The configuration data for feature flags is persisted in Redis or database and this is where it becomes interesting. Every time a feature flag is checked, the data has to be retrieved from storage. This can be many millions/billions times per day, each costing us a network round trip, and extra load on the db engine. The absolute majority of those checks will yield identical result, which only changes when you toggle the flag manually, e.g.:

FunWithFlags.disable(:alternative_implementation) 

All those round trips can lead to quite a bit of waste, for instance 10 million checks with 1 ms round trip time is almost 3 hours of additional delay. And there is no way to get around it in, say, Ruby or Java world. However, with distributed Erlang setup, we can cache feature flags locally in each cluster node and update those values automatically whenever they are changed on one node.
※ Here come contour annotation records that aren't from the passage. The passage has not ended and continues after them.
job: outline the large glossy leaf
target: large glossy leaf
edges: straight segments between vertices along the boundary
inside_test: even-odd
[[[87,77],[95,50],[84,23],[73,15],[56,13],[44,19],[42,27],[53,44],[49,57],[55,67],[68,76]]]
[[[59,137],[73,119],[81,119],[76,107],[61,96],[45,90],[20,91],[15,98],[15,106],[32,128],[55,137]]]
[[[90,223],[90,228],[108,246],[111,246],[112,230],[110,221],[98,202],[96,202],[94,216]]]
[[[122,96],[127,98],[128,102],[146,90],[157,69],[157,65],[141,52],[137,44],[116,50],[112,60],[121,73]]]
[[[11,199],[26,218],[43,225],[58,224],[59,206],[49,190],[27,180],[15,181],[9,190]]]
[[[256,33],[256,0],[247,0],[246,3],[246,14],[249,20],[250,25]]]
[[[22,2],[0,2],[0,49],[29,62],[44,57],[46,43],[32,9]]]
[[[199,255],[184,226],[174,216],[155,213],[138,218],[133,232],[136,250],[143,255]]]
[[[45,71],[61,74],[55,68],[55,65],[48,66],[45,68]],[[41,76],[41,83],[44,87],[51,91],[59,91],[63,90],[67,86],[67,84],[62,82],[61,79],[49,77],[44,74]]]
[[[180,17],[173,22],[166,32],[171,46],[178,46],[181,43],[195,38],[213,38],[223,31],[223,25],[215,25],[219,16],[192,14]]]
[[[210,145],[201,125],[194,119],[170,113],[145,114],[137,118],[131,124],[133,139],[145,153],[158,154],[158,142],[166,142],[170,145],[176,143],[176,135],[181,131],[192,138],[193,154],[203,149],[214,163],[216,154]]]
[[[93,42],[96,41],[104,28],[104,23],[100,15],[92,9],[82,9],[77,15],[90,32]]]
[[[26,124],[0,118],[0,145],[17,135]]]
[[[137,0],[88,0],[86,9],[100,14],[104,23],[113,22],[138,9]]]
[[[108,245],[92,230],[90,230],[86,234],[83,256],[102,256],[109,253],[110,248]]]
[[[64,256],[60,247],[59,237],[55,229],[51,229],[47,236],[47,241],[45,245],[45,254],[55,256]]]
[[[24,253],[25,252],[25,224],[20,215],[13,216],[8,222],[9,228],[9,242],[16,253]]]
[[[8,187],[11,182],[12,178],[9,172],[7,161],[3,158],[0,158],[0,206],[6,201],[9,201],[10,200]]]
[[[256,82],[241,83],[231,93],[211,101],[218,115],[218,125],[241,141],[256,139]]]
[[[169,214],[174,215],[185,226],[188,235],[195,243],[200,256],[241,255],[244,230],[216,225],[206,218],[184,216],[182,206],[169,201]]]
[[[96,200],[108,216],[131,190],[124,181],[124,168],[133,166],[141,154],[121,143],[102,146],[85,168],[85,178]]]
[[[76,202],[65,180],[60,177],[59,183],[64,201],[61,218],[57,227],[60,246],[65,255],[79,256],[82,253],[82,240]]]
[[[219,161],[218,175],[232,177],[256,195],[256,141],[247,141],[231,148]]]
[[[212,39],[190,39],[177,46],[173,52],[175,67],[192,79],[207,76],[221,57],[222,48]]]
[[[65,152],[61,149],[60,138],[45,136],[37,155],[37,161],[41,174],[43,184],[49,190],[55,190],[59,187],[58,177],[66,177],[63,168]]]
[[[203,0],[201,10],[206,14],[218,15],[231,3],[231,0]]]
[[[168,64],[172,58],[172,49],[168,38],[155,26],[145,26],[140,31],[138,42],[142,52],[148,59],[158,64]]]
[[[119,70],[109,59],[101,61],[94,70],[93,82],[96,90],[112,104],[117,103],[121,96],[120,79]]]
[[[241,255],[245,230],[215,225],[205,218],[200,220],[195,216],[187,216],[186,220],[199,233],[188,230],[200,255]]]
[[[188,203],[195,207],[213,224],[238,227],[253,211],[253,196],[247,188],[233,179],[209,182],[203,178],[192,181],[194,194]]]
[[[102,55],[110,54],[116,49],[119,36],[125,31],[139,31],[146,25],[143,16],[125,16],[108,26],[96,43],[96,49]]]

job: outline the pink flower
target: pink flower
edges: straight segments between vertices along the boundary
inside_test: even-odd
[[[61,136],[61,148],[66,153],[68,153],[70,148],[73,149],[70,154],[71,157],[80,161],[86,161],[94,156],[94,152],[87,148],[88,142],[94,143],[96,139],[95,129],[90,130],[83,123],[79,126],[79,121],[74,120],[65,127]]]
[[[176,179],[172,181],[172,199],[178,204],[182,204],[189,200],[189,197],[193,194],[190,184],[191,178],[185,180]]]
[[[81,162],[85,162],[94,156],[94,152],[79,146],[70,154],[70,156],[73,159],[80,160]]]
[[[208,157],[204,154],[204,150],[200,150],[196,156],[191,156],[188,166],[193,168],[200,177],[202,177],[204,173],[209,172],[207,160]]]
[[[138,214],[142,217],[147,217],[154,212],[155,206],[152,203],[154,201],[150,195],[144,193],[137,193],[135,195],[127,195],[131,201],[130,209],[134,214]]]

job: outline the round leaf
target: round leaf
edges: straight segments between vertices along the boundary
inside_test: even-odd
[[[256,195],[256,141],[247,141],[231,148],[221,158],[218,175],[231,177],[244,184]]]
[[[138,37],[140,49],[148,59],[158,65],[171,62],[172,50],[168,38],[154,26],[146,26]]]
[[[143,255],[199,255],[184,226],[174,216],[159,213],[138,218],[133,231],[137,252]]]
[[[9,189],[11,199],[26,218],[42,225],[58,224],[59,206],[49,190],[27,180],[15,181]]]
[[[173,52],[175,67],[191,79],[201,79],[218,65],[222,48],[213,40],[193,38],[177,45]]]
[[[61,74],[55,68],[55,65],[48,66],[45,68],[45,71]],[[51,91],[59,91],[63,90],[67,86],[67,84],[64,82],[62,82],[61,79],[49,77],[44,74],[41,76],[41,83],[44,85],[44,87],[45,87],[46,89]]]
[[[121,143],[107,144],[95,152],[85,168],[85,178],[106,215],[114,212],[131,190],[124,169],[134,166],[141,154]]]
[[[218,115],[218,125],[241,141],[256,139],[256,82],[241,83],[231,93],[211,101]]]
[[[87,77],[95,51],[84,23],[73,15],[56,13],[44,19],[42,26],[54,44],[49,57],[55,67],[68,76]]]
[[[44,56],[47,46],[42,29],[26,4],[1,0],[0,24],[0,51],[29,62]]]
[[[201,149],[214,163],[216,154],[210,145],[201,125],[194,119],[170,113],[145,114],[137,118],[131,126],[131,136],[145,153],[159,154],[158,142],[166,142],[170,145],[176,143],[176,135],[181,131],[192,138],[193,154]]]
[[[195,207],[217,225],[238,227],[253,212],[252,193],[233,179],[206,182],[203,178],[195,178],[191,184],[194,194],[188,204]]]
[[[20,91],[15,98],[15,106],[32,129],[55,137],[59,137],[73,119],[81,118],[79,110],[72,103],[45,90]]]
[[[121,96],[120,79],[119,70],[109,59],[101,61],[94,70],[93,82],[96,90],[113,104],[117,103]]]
We go from 3 hours of wait time for all those remote calls to something like 150 ms for 10 million of local memory checks.

Stateful Services

I recently worked on an optimization for a poker tournament service where the initial implementation would read the db data for all players on each hand finish event, compile a list of players and their stack sizes, and then send a broadcast message to all players' clients. For a decent size tournament with 1,000 players that means a db fetch of 100-200 or more records (one for each poker table, each record is ~5-10 kilobytes of json data). A hand in online poker typically lasts about a minute, which means we are doing this massive db fetch several times per second, at least during the initial stages of a large tournament.
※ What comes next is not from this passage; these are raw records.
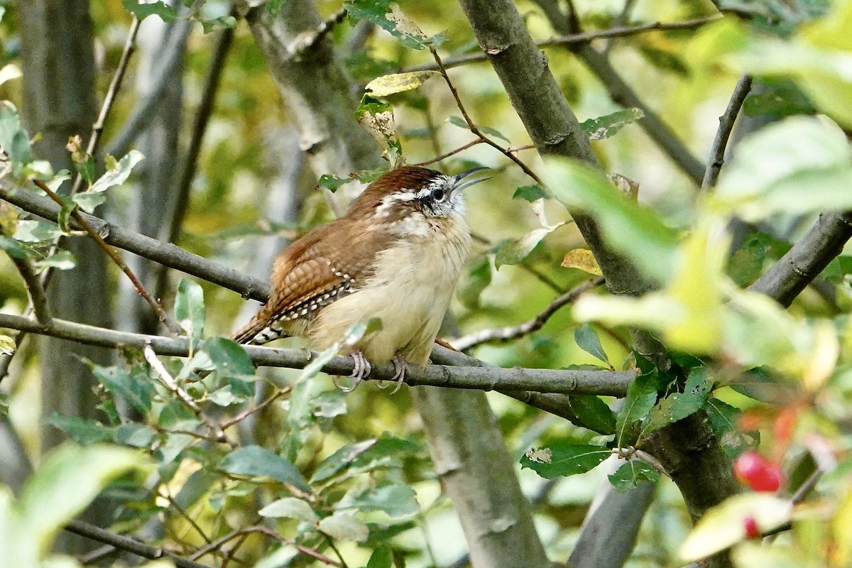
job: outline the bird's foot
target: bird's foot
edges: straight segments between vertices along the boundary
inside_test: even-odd
[[[394,390],[390,392],[391,394],[396,393],[400,388],[402,387],[402,383],[406,380],[406,375],[408,373],[408,362],[406,361],[405,358],[400,354],[399,352],[394,353],[394,376],[391,381],[396,383],[394,387]],[[378,383],[379,388],[385,388],[383,382]]]
[[[340,376],[335,376],[331,379],[334,386],[343,391],[344,393],[351,393],[358,387],[358,385],[361,384],[361,381],[364,377],[370,374],[372,370],[372,366],[370,364],[370,361],[367,358],[364,356],[360,351],[353,351],[349,355],[352,357],[352,362],[354,364],[354,368],[352,369],[352,375],[349,376],[354,379],[354,382],[352,383],[351,387],[343,387],[340,384]]]

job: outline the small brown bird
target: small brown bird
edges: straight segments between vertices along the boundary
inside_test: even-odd
[[[343,217],[314,229],[275,261],[269,301],[233,338],[261,345],[285,336],[315,350],[354,324],[381,329],[353,347],[355,385],[369,360],[424,365],[470,249],[462,190],[487,178],[405,166],[382,175]],[[353,387],[354,388],[354,387]],[[399,385],[397,386],[399,387]]]

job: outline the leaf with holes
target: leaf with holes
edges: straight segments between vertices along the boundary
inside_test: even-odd
[[[619,130],[645,117],[642,109],[627,108],[616,111],[597,118],[590,118],[580,123],[580,126],[589,135],[589,140],[604,140],[614,136]]]
[[[546,448],[533,448],[521,458],[521,467],[552,479],[584,473],[613,455],[609,448],[590,444],[558,443]]]
[[[706,367],[693,369],[682,393],[672,393],[653,407],[642,427],[642,433],[659,430],[696,412],[707,401],[712,387],[713,382],[707,376]]]
[[[640,481],[656,483],[659,480],[659,472],[647,462],[633,459],[622,465],[614,473],[607,477],[615,491],[619,493],[624,493],[638,486]]]

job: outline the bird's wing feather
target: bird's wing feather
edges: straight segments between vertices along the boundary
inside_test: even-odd
[[[329,234],[335,232],[347,235],[348,242],[331,242]],[[276,259],[269,301],[233,338],[251,342],[273,324],[280,328],[285,322],[310,318],[323,306],[357,290],[371,273],[376,252],[390,238],[387,231],[370,231],[346,217],[308,233]],[[281,335],[280,329],[276,331]]]

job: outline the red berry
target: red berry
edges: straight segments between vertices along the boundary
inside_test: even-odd
[[[760,529],[757,528],[757,521],[754,517],[743,519],[743,527],[746,529],[746,538],[760,538]]]
[[[777,491],[783,475],[778,466],[757,451],[746,451],[734,462],[734,473],[740,482],[756,491]]]

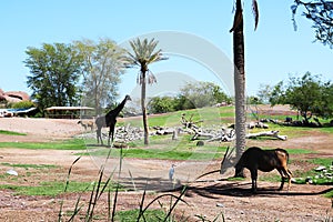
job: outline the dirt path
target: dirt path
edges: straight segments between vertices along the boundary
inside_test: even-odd
[[[50,141],[71,137],[81,131],[80,125],[73,120],[43,120],[43,119],[0,119],[1,130],[20,131],[28,133],[26,137],[20,135],[0,135],[0,141]],[[319,151],[317,155],[325,158],[333,157],[331,144],[333,138],[325,134],[315,134],[306,138],[291,139],[283,143],[285,148],[302,148]],[[269,141],[270,145],[278,145],[278,141]],[[260,141],[251,141],[251,144],[261,144]],[[282,143],[279,143],[282,144]],[[31,164],[52,164],[58,165],[48,174],[37,174],[36,176],[19,176],[13,179],[12,183],[36,185],[38,181],[63,180],[68,173],[71,163],[78,158],[75,151],[58,151],[58,150],[23,150],[23,149],[0,149],[1,163],[31,163]],[[117,161],[117,160],[114,160]],[[72,171],[72,180],[97,180],[98,165],[101,161],[82,157]],[[161,160],[137,160],[125,159],[124,165],[132,172],[132,178],[124,173],[122,180],[129,186],[135,184],[135,189],[144,189],[149,181],[150,190],[161,190],[163,188],[172,188],[173,184],[168,180],[168,169],[171,161]],[[117,162],[115,162],[117,164]],[[185,172],[195,172],[198,162],[178,163],[178,176],[185,176]],[[112,165],[110,163],[110,165]],[[195,168],[193,165],[196,165]],[[219,169],[220,162],[212,161],[210,164],[204,163],[204,171]],[[302,170],[305,165],[291,165],[292,171]],[[0,174],[4,174],[9,165],[0,164]],[[128,170],[127,169],[127,170]],[[149,169],[140,171],[140,169]],[[183,173],[181,169],[183,169]],[[27,170],[22,168],[16,169],[19,175],[27,174]],[[125,171],[124,172],[129,172]],[[141,174],[140,174],[141,173]],[[274,172],[273,172],[274,173]],[[276,172],[275,172],[276,173]],[[262,174],[262,173],[261,173]],[[261,175],[260,174],[260,175]],[[137,180],[138,179],[138,180]],[[324,198],[321,193],[332,189],[329,185],[292,185],[290,192],[278,192],[275,189],[279,183],[259,181],[259,193],[253,195],[250,192],[250,179],[245,181],[216,181],[219,174],[212,174],[199,182],[188,184],[188,191],[184,203],[180,203],[176,209],[178,215],[190,215],[189,221],[199,221],[195,215],[205,216],[206,220],[213,220],[216,215],[223,213],[226,221],[324,221],[327,216],[333,220],[332,202]],[[137,181],[135,181],[137,180]],[[2,183],[0,181],[0,183]],[[133,188],[132,188],[133,189]],[[180,191],[172,193],[179,195]],[[165,192],[163,192],[165,193]],[[150,192],[145,196],[145,203],[160,192]],[[121,192],[119,194],[117,210],[138,209],[142,198],[142,191]],[[99,213],[105,213],[107,195],[102,195],[99,203]],[[78,194],[65,194],[57,198],[49,196],[24,196],[14,195],[10,190],[0,191],[0,221],[57,221],[60,201],[64,201],[64,209],[72,210]],[[82,200],[89,200],[89,194],[83,195]],[[164,200],[168,205],[170,199]],[[159,204],[153,208],[160,208]],[[100,221],[104,221],[101,219]],[[222,219],[220,218],[220,220]]]

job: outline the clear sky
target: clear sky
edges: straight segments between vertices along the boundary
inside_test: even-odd
[[[296,17],[299,29],[294,31],[290,10],[293,0],[258,2],[260,21],[254,31],[251,1],[244,1],[248,94],[255,94],[261,83],[274,85],[286,80],[289,74],[302,75],[306,71],[333,80],[333,51],[319,42],[313,43],[312,23],[300,12]],[[122,43],[150,32],[176,31],[204,39],[232,61],[232,34],[229,32],[232,10],[233,0],[1,1],[0,88],[31,93],[26,83],[29,74],[23,63],[26,50],[40,48],[42,43],[98,41],[100,38]],[[162,61],[160,67],[152,67],[152,71],[186,72],[196,80],[208,80],[211,74],[202,65],[195,68],[182,59],[172,60],[173,57]],[[135,79],[133,71],[124,74],[120,93],[132,90]]]

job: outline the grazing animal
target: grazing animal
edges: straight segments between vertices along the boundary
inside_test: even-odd
[[[91,120],[89,121],[80,120],[78,124],[81,124],[84,128],[84,130],[87,130],[87,128],[90,128],[91,131],[93,130],[93,121]]]
[[[111,138],[112,138],[112,142],[113,142],[114,127],[115,127],[115,123],[117,123],[117,117],[120,113],[120,111],[123,109],[123,107],[124,107],[124,104],[127,103],[128,100],[131,101],[130,95],[125,95],[123,101],[117,108],[114,108],[113,110],[108,112],[105,115],[101,115],[101,117],[98,117],[95,119],[98,143],[100,143],[100,140],[101,140],[101,144],[103,144],[102,128],[110,128],[108,145],[110,145],[110,139]]]
[[[258,170],[270,172],[276,169],[281,175],[281,185],[279,190],[283,189],[284,179],[287,178],[290,190],[292,172],[287,169],[289,153],[283,149],[262,150],[256,147],[249,148],[241,157],[235,165],[235,175],[238,175],[244,168],[249,169],[252,179],[252,191],[256,191]]]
I was aware that the ranking algo was done in a rush to push it out of the door, and made a mental note at the time to revisit it later. It was then part of a Ruby-based service, and I recently ported it to Elixir where for every running tournament we start a GenServer and with every hand finish event a message is sent to this process which allows it to maintain the up to date ranking table for the tournament. The db is only read once, - on the first hand finish, after that it’s only in-memory map manipulation. Decent api latency improvement and savings on db and network traffic.

As I was working on this, I couldn’t help but wonder why we didn’t do the efficient implementation from the start, as the incremental ranking update idea is quite obvious. But then I imagined the extra hoops I would have to jump through to implement this in a Ruby/k8s world:

This is a lot of boilerplate just to get to a less optimal version of our stateful Elixir service (this Ruby service would still have to read the state from DB on every request, just not nearly as much as in the initial implementation). And with the additional k8s pods, a replica set and a service (at the very minimum), - that’s adding to overall complexity of the kubernetes cluster and the operational complexity of the environment. All this probably explains why the developer working on the initial implementation opted not to go this route and chose the least efficient (but fastest to deliver) implementation.

Instead, the tournament ranking service is now tucked away in the Erlang cluster, - we don’t need to be actively aware of it on a daily basis. We use libcluster to automatically maintain cluster nodes and horde to supervise these GenServer processes. If a node goes down (e.g. during the deployment), its GenServer processes are automatically started on another node, their states are initialized from the database, and then kept up to date by incremental updates. When the tournament is finished, the code asks Horde’s DynamicSupervisor to terminate the ranking process for the tournament and that’s the end of its life cycle.

This is a nice example of how using distributed Erlang leads to more robust and simpler design patterns. The Dashbit blog has a really nice post expanding some more on this theme.